14. Only one work-in-progress account is maintained. Work-in-progress account is maintained separately for each process.
15. Manufacturing costs are accumulated for particular job. Manufacturing costs are accumulated for entire process and there is no possibility of determination of manufacturing cost to each unit separately in a process.
16. Job order is characterized as labour intensive. Process costing is considered a capital intensive.

Advantages of Process Costing

The following are the advantages of process costing.

1. The calculation of average cost is very easy since the homogeneous products are produced.

2. The cost is calculated periodically.

3. Less clerical efforts and costs are enough to calculate cost.

4. Effective control can be exercised on production very easily.

Disadvantages of Process Costing

The main disadvantages of process costing are briefly explained below.

1. The process costing system does not disclose the weaknesses and inefficiencies of any process. Hence, the accurate cost per unit cannot be calculated.

2. The emergence of joint products may present the problem of apportionment of joint costs.

3. The calculated cost per unit may be a misleading if the apportionment of joint costs is not properly done.

4. Process costing has all the weaknesses of historical costing since it is based on historical costs.

5. The degree of completion of work in progress is taken into account for the calculation of cost per unit. But, there is no standard scale or measurement to access the degree of completion of work in progress. Hence, mere guess work is followed which may lead to inaccurate calculation of cost per unit.

6. The process costing system does not consider the efforts of individual workers or supervisors.

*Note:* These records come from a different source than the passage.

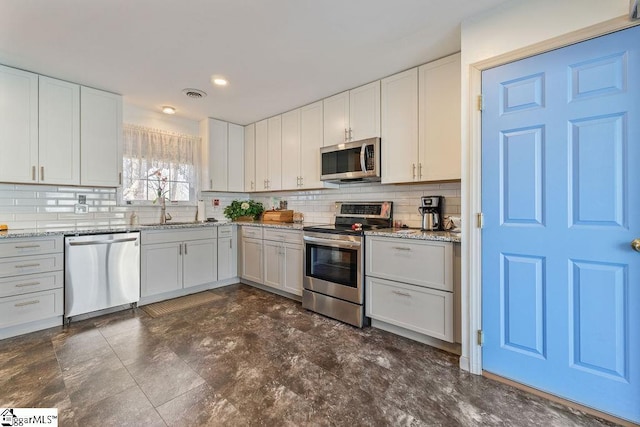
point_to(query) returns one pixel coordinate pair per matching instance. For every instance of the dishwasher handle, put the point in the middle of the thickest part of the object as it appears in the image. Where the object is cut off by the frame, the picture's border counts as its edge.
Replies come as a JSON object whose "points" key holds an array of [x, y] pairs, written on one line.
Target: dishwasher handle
{"points": [[103, 242]]}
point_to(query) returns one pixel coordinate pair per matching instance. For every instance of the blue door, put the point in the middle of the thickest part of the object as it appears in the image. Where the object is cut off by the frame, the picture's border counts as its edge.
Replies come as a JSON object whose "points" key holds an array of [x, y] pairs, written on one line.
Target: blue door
{"points": [[561, 204]]}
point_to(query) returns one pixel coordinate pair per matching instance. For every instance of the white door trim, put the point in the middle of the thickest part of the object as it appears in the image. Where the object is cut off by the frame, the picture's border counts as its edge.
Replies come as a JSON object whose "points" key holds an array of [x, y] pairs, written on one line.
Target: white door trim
{"points": [[472, 243]]}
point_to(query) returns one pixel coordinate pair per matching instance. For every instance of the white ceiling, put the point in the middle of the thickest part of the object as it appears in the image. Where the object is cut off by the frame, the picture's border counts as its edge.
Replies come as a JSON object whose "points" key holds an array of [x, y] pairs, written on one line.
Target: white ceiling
{"points": [[277, 54]]}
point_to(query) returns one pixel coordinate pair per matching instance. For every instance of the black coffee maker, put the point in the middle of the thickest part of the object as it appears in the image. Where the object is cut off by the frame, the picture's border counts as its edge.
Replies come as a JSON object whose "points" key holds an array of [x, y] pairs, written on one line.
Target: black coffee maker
{"points": [[431, 211]]}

7. The use of excessive materials and labour are not disclosed until the end of the period.

8. In the case of joint product, the calculation of cost per unit is very difficult.

9. There is lack of a precise and commonly accepted criterion for the allocation of joint costs among different types of products.

Difficulties in Process Costing System

The Cost Accountant faces the following difficulties while maintaining the records under process costing system.

1. The correct treatment of waste and scrap.

2. Accounting for normal loss, abnormal losses and/or abnormal gains in each process separately.

3. Computing the correct value of incomplete units i.e. work in progress at the end of the accounting period.

4. Accounting for joint products and by-products, which may emerge from each process.

5. Accounting for inter process profits.